Larry Ott and Silas "32" Jones were unlikely boyhood friends. Larry was the child of lower middle-class white parents, Silas the son of a poor, single, black mother—their worlds as different as night and day. Yet a special bond developed between them in Chabot, Mississippi. But within a few years, tragedy struck. In high school, a girl who lived up the road from Larry had gone to the drive-in movie with him and nobody had seen her again. Her stepfather tried to have Larry arrested but no body was found and Larry never confessed. The incident shook up the town, including Silas, and the bond the boys shared was irrevocably broken.
Almost thirty years have passed.
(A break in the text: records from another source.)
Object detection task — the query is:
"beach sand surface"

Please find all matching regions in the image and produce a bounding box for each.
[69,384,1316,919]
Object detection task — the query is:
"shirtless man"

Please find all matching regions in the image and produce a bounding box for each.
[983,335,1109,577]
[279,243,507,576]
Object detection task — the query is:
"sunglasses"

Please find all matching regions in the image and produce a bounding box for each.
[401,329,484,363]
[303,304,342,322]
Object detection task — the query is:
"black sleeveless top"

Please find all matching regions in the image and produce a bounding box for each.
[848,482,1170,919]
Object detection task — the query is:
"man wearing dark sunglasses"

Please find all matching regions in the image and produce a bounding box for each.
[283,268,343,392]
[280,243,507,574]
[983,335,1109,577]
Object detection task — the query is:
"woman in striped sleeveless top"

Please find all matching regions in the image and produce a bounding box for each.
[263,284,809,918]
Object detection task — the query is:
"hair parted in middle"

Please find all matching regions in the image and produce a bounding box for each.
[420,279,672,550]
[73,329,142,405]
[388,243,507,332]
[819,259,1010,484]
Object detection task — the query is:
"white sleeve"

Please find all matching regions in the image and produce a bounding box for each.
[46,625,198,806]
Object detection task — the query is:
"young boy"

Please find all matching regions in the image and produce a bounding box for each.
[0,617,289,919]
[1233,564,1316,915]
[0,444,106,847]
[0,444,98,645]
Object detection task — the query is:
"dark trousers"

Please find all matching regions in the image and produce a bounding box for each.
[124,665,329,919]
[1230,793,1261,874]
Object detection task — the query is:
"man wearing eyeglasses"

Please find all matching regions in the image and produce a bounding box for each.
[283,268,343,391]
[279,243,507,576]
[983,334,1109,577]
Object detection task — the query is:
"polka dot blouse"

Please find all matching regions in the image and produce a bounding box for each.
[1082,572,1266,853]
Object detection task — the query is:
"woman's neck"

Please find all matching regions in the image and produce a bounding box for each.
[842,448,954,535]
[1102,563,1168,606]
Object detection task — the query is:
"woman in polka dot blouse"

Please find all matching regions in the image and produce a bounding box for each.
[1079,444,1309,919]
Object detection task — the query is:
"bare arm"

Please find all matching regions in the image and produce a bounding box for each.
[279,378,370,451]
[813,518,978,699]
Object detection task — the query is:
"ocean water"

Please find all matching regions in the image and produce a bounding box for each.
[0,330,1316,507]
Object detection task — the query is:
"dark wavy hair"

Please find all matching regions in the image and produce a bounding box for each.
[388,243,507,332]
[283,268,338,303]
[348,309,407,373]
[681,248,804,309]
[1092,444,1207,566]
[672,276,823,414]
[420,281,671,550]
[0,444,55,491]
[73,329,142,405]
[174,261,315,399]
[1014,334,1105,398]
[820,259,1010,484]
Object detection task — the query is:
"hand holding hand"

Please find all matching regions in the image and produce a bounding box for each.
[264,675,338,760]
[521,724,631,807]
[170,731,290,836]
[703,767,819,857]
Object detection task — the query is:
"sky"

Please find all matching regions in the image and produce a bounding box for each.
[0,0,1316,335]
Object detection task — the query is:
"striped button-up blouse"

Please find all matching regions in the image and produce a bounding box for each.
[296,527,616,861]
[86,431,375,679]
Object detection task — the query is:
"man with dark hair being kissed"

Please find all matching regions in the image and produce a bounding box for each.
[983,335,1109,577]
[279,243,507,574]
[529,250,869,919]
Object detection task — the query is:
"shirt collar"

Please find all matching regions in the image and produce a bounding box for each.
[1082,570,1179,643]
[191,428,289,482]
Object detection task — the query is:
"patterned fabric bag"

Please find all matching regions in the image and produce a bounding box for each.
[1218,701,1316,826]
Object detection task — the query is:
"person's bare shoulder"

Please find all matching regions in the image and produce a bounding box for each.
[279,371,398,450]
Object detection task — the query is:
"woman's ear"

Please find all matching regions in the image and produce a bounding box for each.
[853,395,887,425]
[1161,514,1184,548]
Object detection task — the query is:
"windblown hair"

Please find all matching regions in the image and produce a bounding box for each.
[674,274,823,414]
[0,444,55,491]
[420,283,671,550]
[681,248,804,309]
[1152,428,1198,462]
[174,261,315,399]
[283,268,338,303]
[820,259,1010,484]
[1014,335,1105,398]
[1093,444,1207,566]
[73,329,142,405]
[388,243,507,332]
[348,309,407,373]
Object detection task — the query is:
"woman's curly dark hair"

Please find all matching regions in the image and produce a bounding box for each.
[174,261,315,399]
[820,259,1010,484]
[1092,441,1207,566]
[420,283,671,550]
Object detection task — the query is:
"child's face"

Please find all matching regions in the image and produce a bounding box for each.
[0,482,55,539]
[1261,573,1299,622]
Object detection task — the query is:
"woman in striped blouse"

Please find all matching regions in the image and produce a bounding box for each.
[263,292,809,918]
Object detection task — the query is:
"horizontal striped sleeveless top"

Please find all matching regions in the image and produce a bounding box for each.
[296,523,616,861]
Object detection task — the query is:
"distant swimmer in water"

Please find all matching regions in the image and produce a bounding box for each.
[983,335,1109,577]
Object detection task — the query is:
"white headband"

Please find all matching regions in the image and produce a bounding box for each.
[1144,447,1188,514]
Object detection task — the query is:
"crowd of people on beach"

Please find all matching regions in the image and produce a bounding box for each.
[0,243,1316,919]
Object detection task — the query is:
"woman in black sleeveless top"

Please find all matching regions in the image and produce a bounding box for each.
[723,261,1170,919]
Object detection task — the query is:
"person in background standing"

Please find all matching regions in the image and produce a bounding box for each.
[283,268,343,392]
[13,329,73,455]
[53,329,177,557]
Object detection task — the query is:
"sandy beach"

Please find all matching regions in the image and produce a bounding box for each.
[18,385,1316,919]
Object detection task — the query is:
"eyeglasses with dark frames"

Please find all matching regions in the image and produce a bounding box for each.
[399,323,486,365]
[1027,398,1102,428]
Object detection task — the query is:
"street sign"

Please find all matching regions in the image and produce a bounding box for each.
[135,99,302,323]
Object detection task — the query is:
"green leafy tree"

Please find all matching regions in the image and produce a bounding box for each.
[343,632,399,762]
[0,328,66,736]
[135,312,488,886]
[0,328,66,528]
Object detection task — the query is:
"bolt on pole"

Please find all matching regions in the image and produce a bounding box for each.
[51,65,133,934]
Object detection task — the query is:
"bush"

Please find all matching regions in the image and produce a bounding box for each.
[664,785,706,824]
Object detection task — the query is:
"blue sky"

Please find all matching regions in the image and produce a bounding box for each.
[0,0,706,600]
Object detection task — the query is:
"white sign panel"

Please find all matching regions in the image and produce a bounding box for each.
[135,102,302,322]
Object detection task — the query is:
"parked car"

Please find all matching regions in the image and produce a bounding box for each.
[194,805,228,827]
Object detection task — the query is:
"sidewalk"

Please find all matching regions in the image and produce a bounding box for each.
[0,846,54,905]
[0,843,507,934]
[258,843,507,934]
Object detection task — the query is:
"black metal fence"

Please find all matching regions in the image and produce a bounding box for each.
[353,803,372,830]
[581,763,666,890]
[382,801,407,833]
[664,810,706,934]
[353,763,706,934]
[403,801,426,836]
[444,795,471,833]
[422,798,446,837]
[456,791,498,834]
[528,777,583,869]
Larry, a mechanic, lives a solitary existence in Chabot, never able to rise above the whispers of suspicion, the looks of blame that have shadowed him. Silas left home to play college baseball, but now he's Chabot's constable. The men have few reasons to cross paths, and they rarely do—until fate intervenes again.
Another teenaged girl has disappeared, causing rumors to swirl once again. Now, two men who once called each other friend are finally forced to confront the painful past they've buried for too many years.